The would-be strongman, Khalifa Hifter, launched a surprise attack on the Libyan capital, Tripoli, more than two weeks ago. Relief agencies said Thursday that more than 200 people had been killed in the battle, and in recent days Mr. Hifter’s forces have started shelling civilian neighborhoods.
Secretary of State Mike Pompeo said in a statement a few days after Mr. Hifter’s militia began its attack that “the administration at the highest levels” had made clear that “we oppose the military offensive” and “urge the immediate halt to these military operations.” Most Western governments and the United Nations have also condemned the attack and demanded a retreat.
Mr. Trump, however, told Mr. Hifter almost the opposite, the White House said Friday.
A militia leader who has given himself the title of Field Marshal, Mr. Hifter, 75, has long sought to portray his fight for power over Libya — including his advance on Tripoli — as a battle against “terrorism.” In the statement on Friday the White House said Mr. Trump had called Mr. Hifter on Monday to endorse that campaign.
Mr. Trump called “to discuss ongoing counterterrorism efforts and the need to achieve peace and stability in Libya,” the White House said in the statement. “The President recognized Field Marshal Hifter’s significant role in fighting terrorism and securing Libya’s oil resources, and the two discussed a shared vision for Libya’s transition to a stable, democratic political system.”

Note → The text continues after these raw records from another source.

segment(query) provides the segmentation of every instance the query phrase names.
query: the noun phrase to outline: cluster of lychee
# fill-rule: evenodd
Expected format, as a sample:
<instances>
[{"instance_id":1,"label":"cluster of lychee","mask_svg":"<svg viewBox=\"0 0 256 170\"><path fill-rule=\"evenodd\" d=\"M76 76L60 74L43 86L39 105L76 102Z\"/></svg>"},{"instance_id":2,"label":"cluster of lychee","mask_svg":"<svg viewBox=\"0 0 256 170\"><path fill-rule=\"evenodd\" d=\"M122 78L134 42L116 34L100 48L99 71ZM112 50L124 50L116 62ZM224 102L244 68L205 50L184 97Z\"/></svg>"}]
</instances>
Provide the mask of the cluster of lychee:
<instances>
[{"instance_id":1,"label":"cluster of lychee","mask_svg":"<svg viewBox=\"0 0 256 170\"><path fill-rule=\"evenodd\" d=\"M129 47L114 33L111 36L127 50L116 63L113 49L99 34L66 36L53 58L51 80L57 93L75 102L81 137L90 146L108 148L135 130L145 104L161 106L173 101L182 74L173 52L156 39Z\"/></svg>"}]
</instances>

Analysts said Mr. Trump’s endorsement would embolden Mr. Hifter and hamper United Nations efforts to call for a cease-fire. It could also increase the likelihood that his regional sponsors like Egypt or the United Arab Emirates might intervene on his behalf, as each has in the past in Libya.
The policy reversal came as a surprise in part because Mr. Hifter’s forces also appear to be losing ground. His promises of a quick victory have proved false, and his forces appear outmaneuvered by those aligned against them. Most analysts say that he has little hope of exerting his authority over all of Libya any time soon, so his continued campaign may only prolong the country’s instability.
In the meantime, the battle for Tripoli has now diverted the attention of most of the Libyan militias that had been engaged in combating the fighters of the Islamic State, also known as ISIS or ISIL, said Frederic Wehrey, an expert on Libya at the Carnegie Endowment for International Peace.
“It is nuts,” Mr. Wehrey said of Mr. Trump’s statement. “Even judging by the hard-nosed American goals of stabilizing the flow of oil and combating terrorism, this is completely shocking.”
Mr. Trump’s endorsement is the clearest evidence yet of his preference for authoritarianism as the best response to the problems of the Middle East, a sharp departure from the professions of support for democracy by previous American presidents of both parties.
Although this is not the first time Mr. Trump has praised an Arab strongman, his expression of support for Mr. Hifter appears to be the first time that Mr. Trump has embraced an aspiring authoritarian who is not yet in power and may never get there.
A former general under Col. Muammar el-Qaddafi and also a former C.I.A. client, Mr. Hifter had been living in exile in the United States but returned to Libya during the Arab Spring uprisings in 2011. He first declared his intention to seize power in 2014, when Libya’s nascent transitional government was struggling to establish its authority over freewheeling militias around the country.
Mr. Hifter vowed to rid Libya of Islamists of all kinds, and he quickly attracted support from Egypt, the United Arab Emirates and Saudi Arabia. All three had aligned themselves in a regionwide campaign to crush the Muslim Brotherhood-style political movements that had appeared poised to ride Arab Spring elections to power.
Mr. Hifter has never shown a willingness to accept any civilian authority. But “he fits to a T the kind of leader Trump likes to support,” said Andrew Miller, deputy director for policy at the Project on Middle East Democracy.
Even with the extensive backing of his foreign supporters, though, Mr. Hifter has often struggled for military gains, taking three years to control the city of Benghazi. Although he now controls most of eastern Libya, his surprise advance on Tripoli has united the powerful militias from the western cities of Misrata and Zintan against him.
“I don’t think Hifter can do it,” said Lisa Anderson, a political scientist who has studied Libya and who was the president of the American University in Cairo during the uprisings of 2011. Although he may present himself as a strongman, she said, “he can’t actually control that part of the country and he will continue to face existential challenges there for the foreseeable future.”